Better get used to these bars, Kid.

So what was happening here?
I was recently reading Phil Eaton's awesome blog post on Implementing the Raft distributed consensus protocol in Go, when it started to click for me.
But the only correct way to read from a Raft cluster is to pass the read through the log replication too.
This statement from the post links to an issue in etcd, which was raised by Kyle Kingsbury of Jepsen fame. The Jepsen tests had shown that reads were not consistent at that time. This was because, back then, the etcd reads themselves were not being committed to the raft replication log (no longer the case).
When you use the default isolation level (linearized) for a read in etcd, it actually gets replicated as a command in the raft replication log. Only when a quorum of replicas (emphasis on not all) has acknowledged up to the read command in the log, is the read fulfilled back to the client. When you supply WithSerializable(), the read skips this process and it goes straight to the replicas mvcc store and snapshots.
Let's take a three replica cluster as an example to illustrate what goes wrong in the client-side load-balanced STM scenario. In this scenario, only two replicas are required to achieve a quorum (not all three). Let's assume the revision of the cluster is currently 3.
An example three replica etcd cluster with linearized read
The first read in a transaction is configured to be linearized and the leader replicates the read as a command written to the log. However, it only needs one other replica in the cluster to acknowledge the new revision high-watermark.
An example three replica etcd cluster returning a value and revision
The client can return from the read with a valid result, whereby the read was committed to the replication log at revision 4. However, in this scenario, only replica nodes one and two have committed up to this newer revision offset.
An example three replica etcd cluster with serialized read and revision
Finally, given our third node is still taking time to catch up with the replication log, our client request the second with a revision offset of 4 and only serialized isolation for the requested node.
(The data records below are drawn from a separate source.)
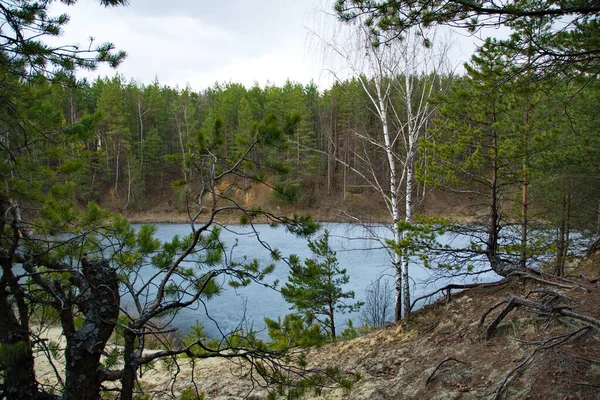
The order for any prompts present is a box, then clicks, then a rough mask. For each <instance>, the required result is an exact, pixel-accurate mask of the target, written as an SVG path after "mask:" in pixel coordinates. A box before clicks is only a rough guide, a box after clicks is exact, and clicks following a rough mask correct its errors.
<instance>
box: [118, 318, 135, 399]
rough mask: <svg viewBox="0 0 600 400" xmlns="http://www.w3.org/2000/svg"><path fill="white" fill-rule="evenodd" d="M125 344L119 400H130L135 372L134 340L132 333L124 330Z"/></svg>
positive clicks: (130, 398)
mask: <svg viewBox="0 0 600 400" xmlns="http://www.w3.org/2000/svg"><path fill="white" fill-rule="evenodd" d="M124 337H125V344H124V346H123V350H124V357H123V358H124V359H123V361H124V365H123V376H122V378H121V397H120V399H121V400H132V399H133V391H134V388H135V380H136V370H137V364H136V362H135V356H136V352H135V338H136V335H135V333H134V332H132V331H130V330H128V329H126V330H125V334H124Z"/></svg>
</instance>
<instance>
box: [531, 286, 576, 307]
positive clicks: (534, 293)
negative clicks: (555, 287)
mask: <svg viewBox="0 0 600 400" xmlns="http://www.w3.org/2000/svg"><path fill="white" fill-rule="evenodd" d="M532 294H545V295H547V296H549V297H551V298H550V300H548V301H546V302H544V304H549V303H551V302H552V300H555V299H563V300H565V301H569V302H577V303H581V301H580V300H579V299H576V298H574V297H571V296H567V295H564V294H562V293H557V292H554V291H552V290H550V289H544V288H542V289H533V290H530V291H529V293H527V295H526V296H525V298H526V299H528V298H529V296H530V295H532Z"/></svg>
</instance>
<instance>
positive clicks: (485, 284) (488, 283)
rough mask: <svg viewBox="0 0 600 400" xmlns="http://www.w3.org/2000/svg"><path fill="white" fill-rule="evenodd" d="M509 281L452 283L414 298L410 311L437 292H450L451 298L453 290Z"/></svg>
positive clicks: (493, 283) (464, 288) (410, 305)
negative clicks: (468, 282) (415, 304)
mask: <svg viewBox="0 0 600 400" xmlns="http://www.w3.org/2000/svg"><path fill="white" fill-rule="evenodd" d="M508 282H510V278H504V279H502V280H500V281H498V282H492V283H468V284H464V285H460V284H457V283H451V284H449V285H446V286H444V287H443V288H440V289H438V290H436V291H435V292H431V293H429V294H426V295H423V296H421V297H417V298H416V299H414V300H413V302H412V303H411V304H410V309H409V311H412V310H413V308H414V307H415V304H417V302H418V301H421V300H423V299H427V298H429V297H433V296H435V295H436V294H438V293H440V292H448V300H449V299H450V294H451V291H452V290H465V289H472V288H475V287H493V286H500V285H505V284H507V283H508Z"/></svg>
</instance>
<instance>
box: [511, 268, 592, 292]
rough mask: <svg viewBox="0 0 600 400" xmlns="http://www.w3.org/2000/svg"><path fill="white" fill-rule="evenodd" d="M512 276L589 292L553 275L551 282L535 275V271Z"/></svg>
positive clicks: (584, 289) (550, 280)
mask: <svg viewBox="0 0 600 400" xmlns="http://www.w3.org/2000/svg"><path fill="white" fill-rule="evenodd" d="M511 276H518V277H521V278H525V279H531V280H533V281H536V282H540V283H543V284H546V285H550V286H556V287H559V288H563V289H570V290H573V289H580V290H583V291H585V292H588V291H589V290H588V289H586V288H584V287H583V286H581V285H580V284H579V283H578V282H575V281H572V280H569V279H566V278H562V277H559V276H556V275H552V279H554V280H549V279H544V277H543V276H542V275H541V274H539V273H535V271H530V270H527V271H515V272H513V273H512V274H511ZM556 281H560V282H556Z"/></svg>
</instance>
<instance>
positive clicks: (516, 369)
mask: <svg viewBox="0 0 600 400" xmlns="http://www.w3.org/2000/svg"><path fill="white" fill-rule="evenodd" d="M587 329H590V327H589V326H584V327H583V328H579V329H577V330H575V331H573V332H569V333H565V334H563V335H558V336H553V337H551V338H548V339H547V340H545V341H543V342H542V344H541V345H539V346H538V347H536V348H535V349H534V350H533V351H532V352H531V353H529V355H528V356H527V357H525V359H524V360H523V361H521V362H520V363H519V365H517V366H516V367H514V368H513V369H512V370H510V371H509V372H508V374H506V376H505V377H504V379H503V380H502V382H501V383H500V386H498V388H497V389H496V391H495V394H494V400H497V399H499V398H500V394H501V392H502V390H503V389H504V388H505V387H506V384H507V383H508V381H509V379H510V378H511V377H512V376H513V375H514V374H516V373H517V372H518V371H519V370H521V369H522V368H524V367H525V366H526V365H527V364H529V363H530V362H531V360H532V359H533V357H534V356H535V355H536V353H537V352H538V351H540V350H547V349H550V348H552V347H556V346H559V345H561V344H563V343H564V342H566V341H567V340H569V339H571V338H572V337H574V336H576V335H578V334H579V333H581V332H583V331H584V330H587Z"/></svg>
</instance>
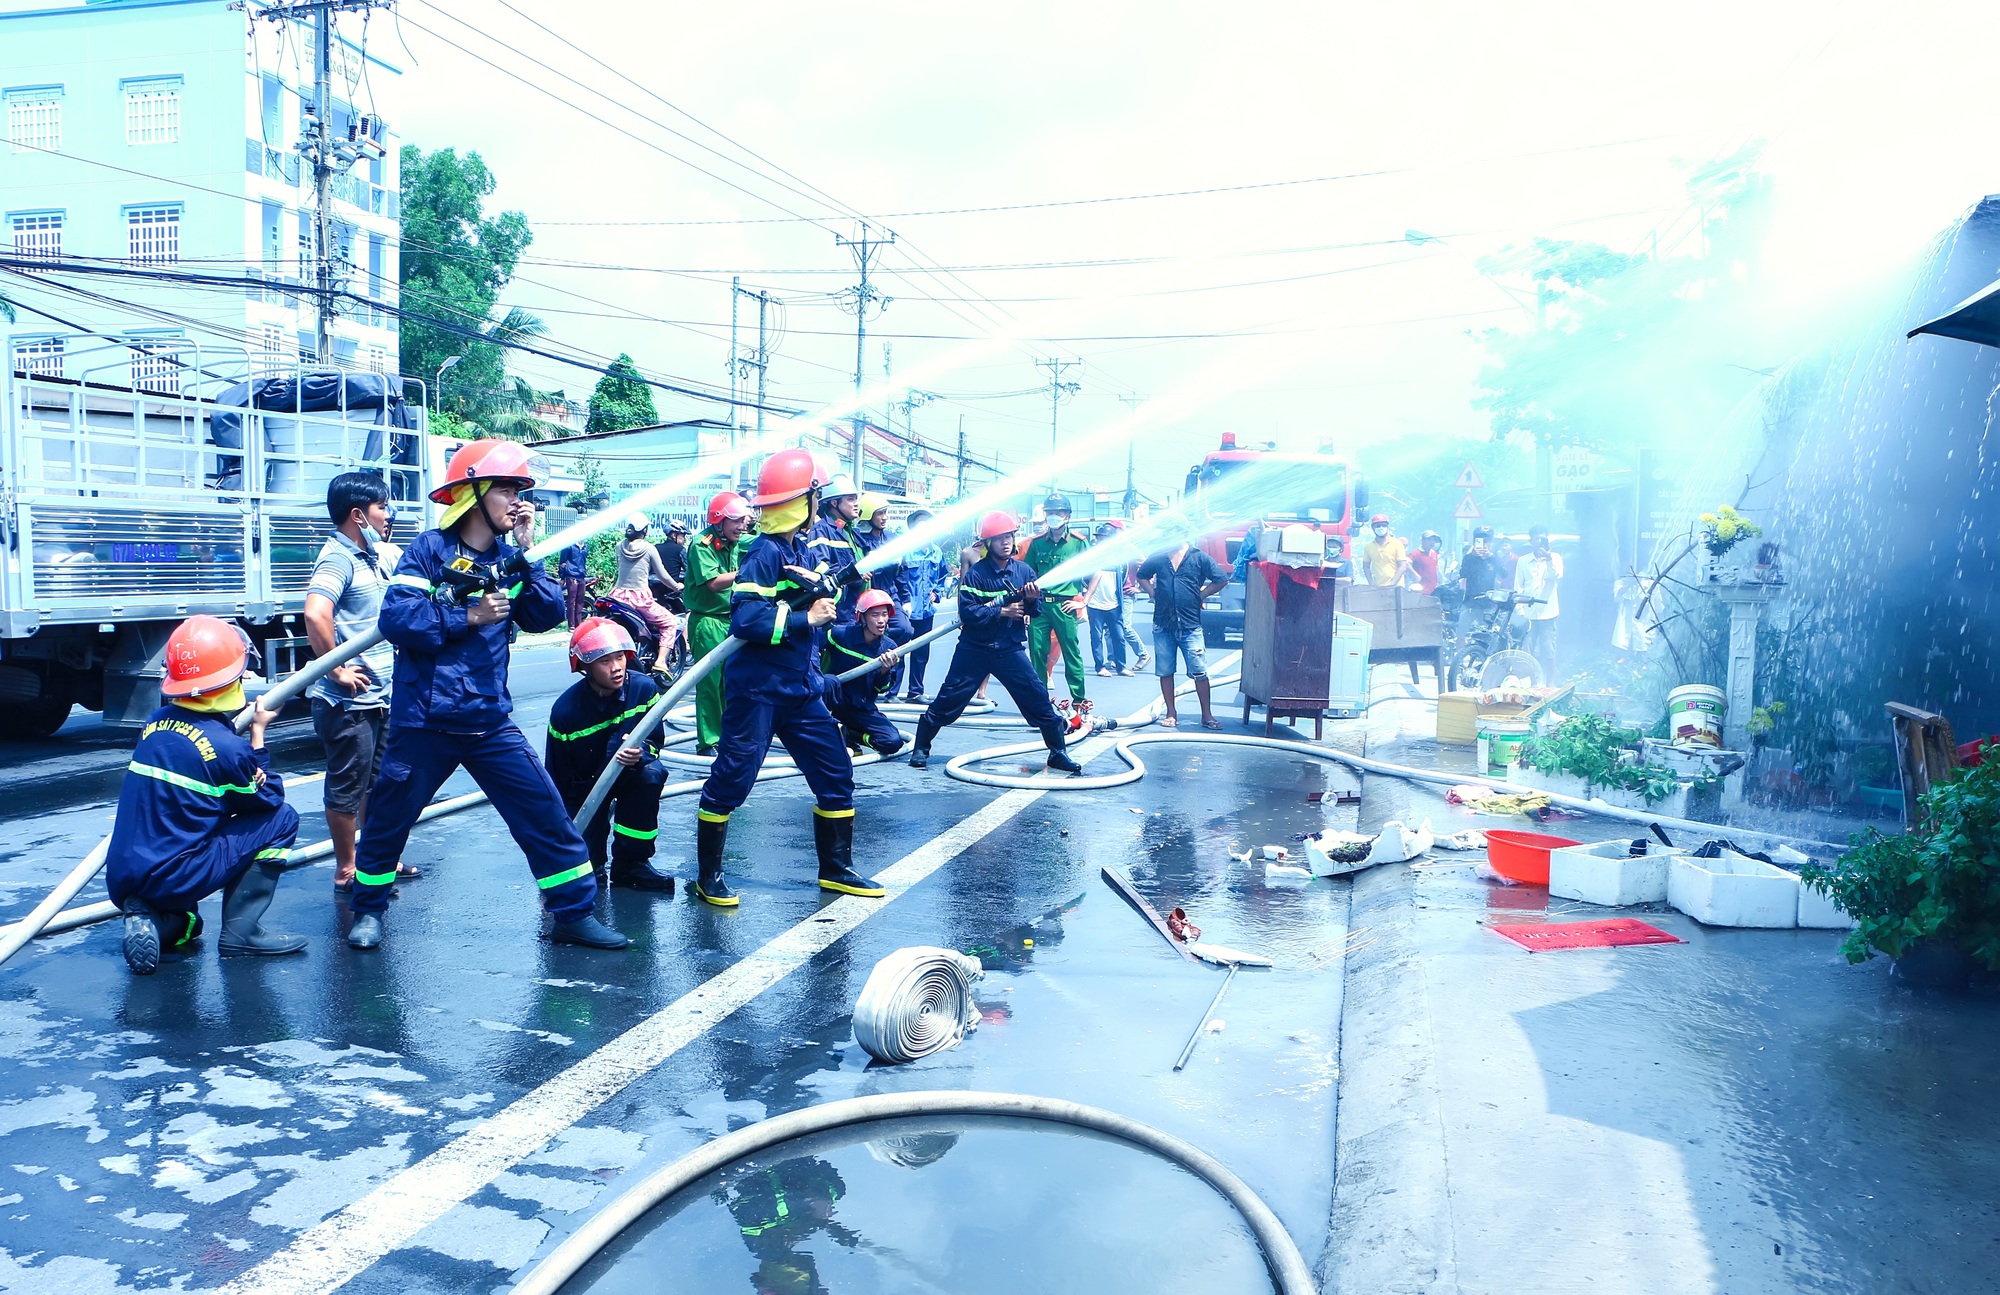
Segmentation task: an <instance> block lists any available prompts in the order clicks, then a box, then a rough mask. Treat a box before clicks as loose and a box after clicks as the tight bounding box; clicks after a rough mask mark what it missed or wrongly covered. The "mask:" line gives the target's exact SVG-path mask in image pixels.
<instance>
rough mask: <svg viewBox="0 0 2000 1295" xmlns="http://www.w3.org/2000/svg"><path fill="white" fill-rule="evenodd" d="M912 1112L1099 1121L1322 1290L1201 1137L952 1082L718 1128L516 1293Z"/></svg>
mask: <svg viewBox="0 0 2000 1295" xmlns="http://www.w3.org/2000/svg"><path fill="white" fill-rule="evenodd" d="M912 1115H916V1117H938V1115H986V1117H1002V1119H1032V1121H1042V1123H1056V1125H1070V1127H1076V1129H1090V1131H1092V1133H1104V1135H1108V1137H1116V1139H1118V1141H1124V1143H1130V1145H1134V1147H1140V1149H1144V1151H1152V1153H1154V1155H1160V1157H1164V1159H1168V1161H1172V1163H1176V1165H1180V1167H1182V1169H1186V1171H1188V1173H1192V1175H1196V1177H1198V1179H1202V1181H1204V1183H1208V1185H1210V1187H1214V1189H1216V1191H1218V1193H1222V1197H1224V1199H1226V1201H1228V1203H1230V1205H1234V1207H1236V1211H1238V1213H1240V1215H1242V1219H1244V1223H1248V1227H1250V1235H1252V1237H1254V1239H1256V1243H1258V1249H1262V1251H1264V1263H1266V1265H1268V1267H1270V1277H1272V1283H1274V1285H1276V1287H1278V1291H1280V1295H1318V1287H1314V1283H1312V1271H1310V1269H1308V1267H1306V1257H1304V1255H1302V1253H1300V1251H1298V1243H1296V1241H1292V1233H1288V1231H1284V1223H1280V1221H1278V1215H1276V1213H1272V1209H1270V1205H1266V1203H1264V1201H1262V1197H1258V1195H1256V1193H1254V1191H1252V1189H1250V1185H1248V1183H1244V1181H1242V1179H1240V1177H1236V1175H1234V1173H1232V1171H1230V1169H1228V1167H1226V1165H1224V1163H1222V1161H1218V1159H1216V1157H1212V1155H1208V1153H1206V1151H1202V1149H1200V1147H1196V1145H1192V1143H1186V1141H1182V1139H1178V1137H1174V1135H1172V1133H1164V1131H1160V1129H1154V1127H1152V1125H1144V1123H1140V1121H1136V1119H1126V1117H1124V1115H1116V1113H1112V1111H1104V1109H1100V1107H1090V1105H1082V1103H1078V1101H1060V1099H1056V1097H1028V1095H1024V1093H950V1091H920V1093H882V1095H874V1097H848V1099H844V1101H828V1103H822V1105H814V1107H806V1109H802V1111H790V1113H786V1115H774V1117H770V1119H760V1121H758V1123H754V1125H748V1127H742V1129H736V1131H734V1133H728V1135H724V1137H718V1139H714V1141H712V1143H708V1145H704V1147H696V1149H694V1151H690V1153H688V1155H682V1157H680V1159H676V1161H674V1163H670V1165H666V1167H662V1169H656V1171H654V1173H648V1175H646V1177H642V1179H640V1181H636V1183H632V1185H630V1187H626V1189H624V1191H620V1193H618V1195H616V1197H612V1199H610V1201H608V1203H606V1205H604V1209H600V1211H598V1213H596V1215H592V1217H590V1221H588V1223H584V1225H582V1227H578V1229H576V1231H574V1233H572V1235H570V1237H568V1239H566V1241H564V1243H562V1245H558V1247H556V1249H554V1251H552V1253H550V1255H548V1257H546V1259H542V1261H540V1263H538V1265H534V1267H532V1269H530V1271H528V1275H526V1277H522V1279H520V1281H518V1283H514V1289H512V1295H556V1291H560V1289H562V1283H566V1281H568V1279H570V1277H574V1275H576V1273H578V1271H580V1269H582V1267H584V1265H586V1263H590V1261H592V1259H594V1257H596V1255H598V1253H600V1251H602V1249H604V1247H608V1245H610V1243H612V1241H616V1239H618V1235H620V1233H624V1229H628V1227H630V1225H632V1223H636V1221H638V1219H642V1217H644V1215H646V1211H650V1209H652V1207H654V1205H658V1203H660V1201H664V1199H668V1197H672V1195H674V1193H676V1191H682V1189H684V1187H688V1185H692V1183H698V1181H702V1179H704V1177H708V1175H712V1173H718V1171H722V1169H726V1167H730V1165H732V1163H736V1161H740V1159H744V1157H750V1155H756V1153H758V1151H768V1149H772V1147H780V1145H784V1143H788V1141H794V1139H800V1137H808V1135H814V1133H826V1131H832V1129H848V1127H854V1125H866V1123H876V1121H884V1119H904V1117H912Z"/></svg>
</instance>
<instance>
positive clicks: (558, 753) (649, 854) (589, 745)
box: [542, 616, 674, 895]
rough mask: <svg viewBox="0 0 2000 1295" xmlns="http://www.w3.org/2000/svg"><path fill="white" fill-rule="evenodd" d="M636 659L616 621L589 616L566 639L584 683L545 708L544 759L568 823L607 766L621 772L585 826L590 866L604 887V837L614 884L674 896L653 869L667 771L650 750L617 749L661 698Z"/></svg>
mask: <svg viewBox="0 0 2000 1295" xmlns="http://www.w3.org/2000/svg"><path fill="white" fill-rule="evenodd" d="M634 657H638V648H636V646H634V644H632V636H630V634H626V630H624V626H620V624H618V622H612V620H604V618H602V616H592V618H590V620H586V622H584V624H582V626H578V628H576V632H574V634H570V669H576V671H580V673H582V675H584V677H582V679H578V681H576V683H572V685H570V689H568V691H564V693H562V695H560V697H556V705H552V707H550V711H548V745H546V749H544V753H542V759H544V763H546V765H548V777H550V779H552V781H554V783H556V791H560V793H562V807H564V809H568V813H570V817H572V819H574V815H576V811H578V809H582V807H584V799H586V797H588V795H590V787H594V785H596V781H598V775H600V773H602V771H604V765H606V763H608V761H612V759H616V761H618V763H620V765H624V771H622V773H618V781H614V783H612V789H610V795H608V797H606V801H604V803H602V805H598V811H596V815H594V817H592V819H590V821H588V823H584V845H586V847H588V849H590V867H592V869H594V871H596V873H598V883H600V885H602V883H604V879H606V869H604V863H606V853H604V845H606V835H608V837H610V883H612V885H626V887H630V889H642V891H656V893H664V895H672V893H674V877H672V875H668V873H660V871H654V867H652V843H654V837H658V835H660V789H662V787H664V785H666V765H662V763H660V761H658V759H656V755H654V751H652V747H650V745H648V747H630V749H626V747H620V743H622V741H624V735H626V733H630V731H632V725H634V723H638V719H640V715H644V713H646V709H648V707H650V705H652V703H654V697H658V695H660V687H658V685H656V683H654V681H652V679H650V677H646V675H642V673H638V671H634V669H632V661H634Z"/></svg>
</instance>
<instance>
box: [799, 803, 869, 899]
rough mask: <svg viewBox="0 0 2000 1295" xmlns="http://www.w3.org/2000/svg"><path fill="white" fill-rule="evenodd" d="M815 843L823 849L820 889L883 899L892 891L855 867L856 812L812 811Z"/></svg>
mask: <svg viewBox="0 0 2000 1295" xmlns="http://www.w3.org/2000/svg"><path fill="white" fill-rule="evenodd" d="M812 843H814V845H816V847H818V851H820V889H830V891H840V893H842V895H860V897H862V899H880V897H882V895H886V893H888V891H886V889H884V887H882V883H880V881H876V879H874V877H864V875H860V873H858V871H854V815H852V813H844V815H840V817H826V815H824V813H814V815H812Z"/></svg>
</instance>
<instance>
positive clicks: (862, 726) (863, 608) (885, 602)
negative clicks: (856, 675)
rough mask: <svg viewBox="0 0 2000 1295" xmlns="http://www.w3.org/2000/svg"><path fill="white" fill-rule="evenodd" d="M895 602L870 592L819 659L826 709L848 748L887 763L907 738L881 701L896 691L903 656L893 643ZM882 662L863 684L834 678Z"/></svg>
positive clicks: (840, 626) (831, 639)
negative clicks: (821, 671)
mask: <svg viewBox="0 0 2000 1295" xmlns="http://www.w3.org/2000/svg"><path fill="white" fill-rule="evenodd" d="M894 612H896V600H894V598H890V596H888V594H884V592H882V590H868V592H866V594H862V596H860V600H858V602H856V604H854V620H852V622H848V624H846V626H834V628H832V630H828V632H826V653H824V655H822V657H820V669H822V671H824V679H826V681H824V683H822V687H824V689H826V693H824V695H826V709H830V711H832V713H834V719H838V721H840V735H842V737H844V739H846V743H848V749H862V747H868V749H872V751H876V753H880V755H882V757H884V759H886V757H890V755H894V753H896V751H900V749H902V747H904V743H906V741H908V737H904V733H902V729H898V727H896V725H894V723H890V721H888V715H884V713H882V707H880V699H882V697H888V695H890V693H894V691H896V663H898V661H900V659H902V653H900V651H898V649H896V644H894V642H890V638H888V626H890V616H892V614H894ZM878 657H882V663H880V665H876V667H874V669H870V671H868V673H864V675H862V677H858V679H848V681H846V683H840V681H838V679H836V677H834V675H838V673H844V671H848V669H854V667H856V665H872V663H874V661H876V659H878Z"/></svg>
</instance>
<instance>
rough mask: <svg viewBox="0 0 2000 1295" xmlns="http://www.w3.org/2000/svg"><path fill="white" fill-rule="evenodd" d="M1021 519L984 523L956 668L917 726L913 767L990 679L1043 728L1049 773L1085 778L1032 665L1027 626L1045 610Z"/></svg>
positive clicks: (968, 570)
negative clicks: (1038, 611)
mask: <svg viewBox="0 0 2000 1295" xmlns="http://www.w3.org/2000/svg"><path fill="white" fill-rule="evenodd" d="M1018 534H1020V520H1018V518H1014V514H1006V512H990V514H986V516H984V518H980V528H978V536H980V544H982V548H984V556H982V558H980V560H978V562H972V564H970V566H968V568H966V574H964V578H962V580H960V582H958V644H956V646H954V648H952V669H950V673H948V675H944V687H942V689H938V695H936V699H932V703H930V709H926V711H924V717H922V719H918V721H916V741H914V745H912V747H910V767H912V769H922V767H924V765H928V763H930V743H932V739H936V735H938V729H942V727H946V725H950V723H956V721H958V717H960V715H962V713H966V703H968V701H972V691H974V689H976V687H978V685H980V681H982V679H984V677H986V675H992V677H996V679H1000V685H1002V687H1006V691H1008V695H1010V697H1014V705H1018V707H1020V713H1022V717H1026V719H1028V723H1030V725H1034V727H1036V729H1040V733H1042V743H1044V745H1046V747H1048V767H1050V769H1062V771H1064V773H1082V765H1080V763H1076V761H1074V759H1070V753H1068V751H1066V749H1064V735H1062V719H1060V717H1058V715H1056V707H1054V705H1050V701H1048V689H1046V687H1044V679H1042V677H1038V675H1036V673H1034V667H1032V665H1030V663H1028V622H1030V620H1032V618H1034V614H1036V612H1038V610H1040V602H1042V600H1040V594H1038V590H1036V588H1034V572H1032V570H1030V568H1028V564H1026V562H1020V560H1018V558H1014V538H1016V536H1018Z"/></svg>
In this scenario, node three has still only seen up to revision 3.
An example three replica etcd cluster returning an error
Because our request was marked with serialized isolation, the node attempts to read the key from its own snapshot state at the desired revision. However, this node has not yet caught up to this revision. The offset 4 greater than its maximum revision offset 3. Therefore, the node cannot fulfill this request with for given isolation level and it returns an error.
If we had instead left the read request with its default isolation level of linearized, the read would've been proxied to the leader. The leader would've then appended all the reads as commands to the raft replication log and waited for quorum on each.

It Works! It Works!

I did experiment with forking and amending the STM implementation for our needs. In isolation the change worked and did not produce the future revision error we saw in production. However, I never really found a moment to prioritize experimenting with it in the product. We ultimately just got by with the sticky strategy we accidentally started with.
All I really have to say now is thanks for listening to me ramble on. This is mostly a log of my brain catching up with how things work. If anything I said here is wrong, then I expect the internet to tell me (please do! I want to learn).
And thanks Phil Eaton for all the great content. I highly recommend you check out his stuff! I always learn something when I do.